Ronaldo Caiado remonta base para 2020 e deve chegar mais forte em 2022

Com o apoio de líderes de peso nas principais cidades de Goiás, a tendência é que a candidatura seja mais encorpada do que a de 2018

Na disputa eleitoral de 2018, o governador Ronaldo Caiado marchou praticamente sozinho. Ainda que tenha obtido o apoio de parte do MDB, não tinha o apoio da cúpula, quer dizer, de sua estrutura. Na prática, carregou sua chapa nas costas, lutando contra todo tipo de adversidades, como a falta de recursos e apoios.

Governador Ronaldo Caiado (DEM) | Foto: divulgação

Ronaldo Caiado venceu a eleição e tomou uma decisão: precisava reorganizar o Estado — que estava praticamente privatizado por determinados grupos de interesse. Um grupo mandava na Saneago. Outro grupo mandava na Codego. E assim por diante. Com sua firmeza habitual, e com secretários que não têm interesses e ligações no Estado, o líder do Democratas enxugou o governo e mudou o eixo da administração. Com a crise econômica nacional e, em seguida, com a crise provocada pela pandemia do novo coronavírus — que, claro, estava fora do script de todos —, se não tivesse feito a lição de casa, tornando o governo mais barato para a sociedade, Goiás estaria arrebentado.

O fato é que, mesmo com crise, Goiás caminha com as próprias pernas, com escassa ajuda do governo federal, exceto as constitucionais.

Com a casa em ordem, mas ainda exigindo vigilância extrema, sobretudo a respeito dos gastos, Ronaldo Caiado nunca deixou de fazer política, de ouvir aliados e até mesmo adversários (um de seus interlocutores é o prefeito de Aparecida de Goiânia, Gustavo Mendanha, do MDB). Vale frisar que vários prefeitos, inclusive das oposições, dizem que Ronaldo Caiado tem ajudado a criar uma espécie de governabilidade para as prefeituras menores e médias. É altamente republicano — dizem oposicionistas.

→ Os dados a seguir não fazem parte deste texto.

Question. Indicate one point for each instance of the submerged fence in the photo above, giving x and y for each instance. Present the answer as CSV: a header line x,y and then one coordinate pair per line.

Ronaldo Caiado, governador de Goiás, e Roberto Naves, prefeito de Anápolis | Foto: Divulgação

No momento, Ronaldo Caiado dialoga com políticos de várias cidades a respeito da sucessão municipal. Para ele, a sucessão dos prefeitos não está necessariamente subordinada à sua sucessão, em 2022, pois considera que eleger bons gestores é fundamental, porque contribuirá com o próprio governo do Estado. Mas claro que planeja — aliás, já está agindo — constituir uma base mais ampla, pois, mesmo estando bem, na próxima disputa estadual terá o desgaste de ter sido governador por quatro anos. Uma base sólida, encorpada, pode contribuir para uma nova vitória.

Veja-se o caso de Anápolis. O DEM banca a candidatura à reeleição do prefeito Roberto Naves, do Progressistas, o favorito. O PSDB buscou um ex-prefeito, João Gomes, que tem baixa aprovação. Em Goiânia, Caiado tem um forte aliado, Iris Rezende. Assim como em outras cidades de médio e grande porte. A tendência, portanto, é que Ronaldo Caiado chegue, em decorrência do apoio encorpado, muito maior em 2022.